Une chronique de Martin
Je m'étais promis de lire le livre avant de voir le film. J'étais finalement arrivé à la moitié quand j'ai vu Sur la route, l'adaptation jugée impossible du roman culte de Jack Kerouac. Quant à savoir maintenant si la génération beat y retrouve ses petits, je préfère laisser ses enfants en juger. Ce que je dis, c'est que le long-métrage m'a plu, peut-être un peu moins que le texte dont il s'inspire néanmoins très largement - avec quelques ajustements et raccourcis. Certains m'ont surpris, mais aucun n'a troublé ma pudeur littéraire.

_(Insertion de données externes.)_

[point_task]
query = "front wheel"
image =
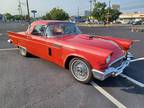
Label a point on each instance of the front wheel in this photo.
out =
(81, 70)
(23, 51)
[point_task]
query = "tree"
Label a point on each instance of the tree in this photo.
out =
(9, 16)
(102, 13)
(99, 11)
(56, 14)
(113, 14)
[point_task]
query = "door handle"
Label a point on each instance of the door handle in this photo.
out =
(57, 45)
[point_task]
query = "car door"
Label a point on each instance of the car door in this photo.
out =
(36, 41)
(52, 47)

On retrouve donc bien Sal Paradise, jeune écrivain dans l'Amérique de la fin des années 40. Pour le meilleur et pour le pire, sa rencontre avec Dean Moriarty marque un tournant dans son existence. Fasciné par son cadet, il va un temps délaisser sa machine à écrire au profit d'une expérience de vie à nulle autre pareille. Ensemble et souvent avec les filles qui croiseront leur chemin, les garçons vont traverser les États-Unis de part en part, à plusieurs reprises. Sur la route est aussi un décalque romancé de ce que Jack Kerouac a lui-même vécu. Les kilomètres s'accumulent ici à un rythme encore plus frénétique que les conquêtes, les beuveries ou les shoots à la benzédrine. Itinéraire de deux enfants du siècle, ne revendiquant rien et voulant tout connaître. Les Beatles me pardonneront d'avoir utilisé le titre d'une de leurs chansons pour ma chronique: le parcours effectué n'apparaît pas nostalgique. Il est visiblement sa propre justification.

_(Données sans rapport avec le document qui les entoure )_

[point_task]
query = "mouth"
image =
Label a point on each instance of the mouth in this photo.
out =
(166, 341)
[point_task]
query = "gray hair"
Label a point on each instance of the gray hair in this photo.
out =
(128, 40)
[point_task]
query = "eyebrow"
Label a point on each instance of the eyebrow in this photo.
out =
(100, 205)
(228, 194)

Que répondre à ceux qui trouvent le film raté ? Peut-être simplement qu'ils feraient bien de sortir un peu le nez de leurs bouquins. Plusieurs réalisateurs ont voulu adapter Sur la route et ont renoncé devant la difficulté de la tâche. Si Francis Ford Coppola lui-même apparaît au générique, c'est "juste" comme producteur: propriétaire des droits, le maître américain s'est incliné devant un cinéaste brésilien, connu d'ailleurs pour d'autres road movies, quand il a fallu faire tourner la caméra. Le résultat est ma foi des plus honorables.

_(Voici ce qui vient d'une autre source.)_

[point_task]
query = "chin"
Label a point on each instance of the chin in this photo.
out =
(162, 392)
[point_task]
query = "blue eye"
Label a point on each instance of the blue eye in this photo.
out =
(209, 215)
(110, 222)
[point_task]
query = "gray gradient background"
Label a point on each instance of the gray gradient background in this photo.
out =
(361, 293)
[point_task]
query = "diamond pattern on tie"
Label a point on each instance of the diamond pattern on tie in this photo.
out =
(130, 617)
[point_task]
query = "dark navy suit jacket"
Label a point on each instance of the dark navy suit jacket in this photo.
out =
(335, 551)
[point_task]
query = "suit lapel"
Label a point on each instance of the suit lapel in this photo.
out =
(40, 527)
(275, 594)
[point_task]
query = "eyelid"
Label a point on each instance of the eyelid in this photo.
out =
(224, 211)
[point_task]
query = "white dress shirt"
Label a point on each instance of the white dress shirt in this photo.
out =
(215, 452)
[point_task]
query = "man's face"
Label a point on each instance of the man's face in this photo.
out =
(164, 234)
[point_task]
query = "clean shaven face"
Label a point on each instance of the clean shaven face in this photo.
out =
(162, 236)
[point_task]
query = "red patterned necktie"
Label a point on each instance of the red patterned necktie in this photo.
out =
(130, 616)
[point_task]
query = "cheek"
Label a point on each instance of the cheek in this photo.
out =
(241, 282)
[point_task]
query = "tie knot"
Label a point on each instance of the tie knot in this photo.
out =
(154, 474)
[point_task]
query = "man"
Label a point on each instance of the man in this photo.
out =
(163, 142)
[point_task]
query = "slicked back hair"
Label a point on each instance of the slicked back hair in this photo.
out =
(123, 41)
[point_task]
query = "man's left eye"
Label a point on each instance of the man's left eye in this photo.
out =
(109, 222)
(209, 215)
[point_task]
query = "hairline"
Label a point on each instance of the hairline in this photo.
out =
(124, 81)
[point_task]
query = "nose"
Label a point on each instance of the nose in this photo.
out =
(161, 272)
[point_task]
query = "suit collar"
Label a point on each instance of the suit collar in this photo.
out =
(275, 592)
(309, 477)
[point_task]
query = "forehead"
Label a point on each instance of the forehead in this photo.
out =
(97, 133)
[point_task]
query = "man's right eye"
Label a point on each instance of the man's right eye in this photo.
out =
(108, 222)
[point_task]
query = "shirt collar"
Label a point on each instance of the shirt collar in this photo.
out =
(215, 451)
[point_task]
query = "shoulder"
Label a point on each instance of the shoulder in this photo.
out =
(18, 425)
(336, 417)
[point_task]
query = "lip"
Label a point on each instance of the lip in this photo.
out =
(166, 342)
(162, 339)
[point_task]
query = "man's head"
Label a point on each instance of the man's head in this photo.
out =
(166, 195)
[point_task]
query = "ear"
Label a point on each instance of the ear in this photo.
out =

L'interprétation est bonne, sans être pour autant digne de l'Oscar. Encore loin d'être des stars, Garrett Hedlund et Sam Riley, âgés respectivement de 28 et 32 ans, m'ont convaincu. Je ne vois pas trop ce que je pourrais reprocher à Kristen Stewart: si j'ai lu qu'elle jouait beaucoup sur le côté sexuel de son personnage, j'ajouterais simplement qu'elle est en cela assez conforme à la Marylou de papier. D'autres noms apportent un plus, tels Kirsten Dunst, Viggo Mortensen ou un très étonnant Steve Buscemi. La photo, que signe le Français Éric Gautier, est elle tout à fait impeccable. La perfection absolue n'étant pas de ce monde, je passe sur les quelques outrances mélodramatiques, pourtant absentes du roman. Après deux heures passées en voiture, le dénouement arrive peut-être un peu trop vite pour ne pas paraître quelque peu artificiel. C'est l'occasion idéale pour se plonger dans le texte de Kerouac, lui-même un sacré voyage.
Sur la route
Film américain de Walter Salles (2012)
Un autre film de la cuvée cannoise de cette année, reparti bredouille de la Croisette. Aux amateurs de road movies, je peux conseiller deux films: les magnifiques Thelma et Louise, côté filles, ou bien Into the wild, pour la grande aventure en solo et aux images signées d'ailleurs du même chef photo. J'ai bien l'intention de découvrir tôt ou tard Carnets de voyage, régulièrement cité comme le film-phare de Walter Salles, inscrit dans les pas d'un dénommé Ernesto Guevara.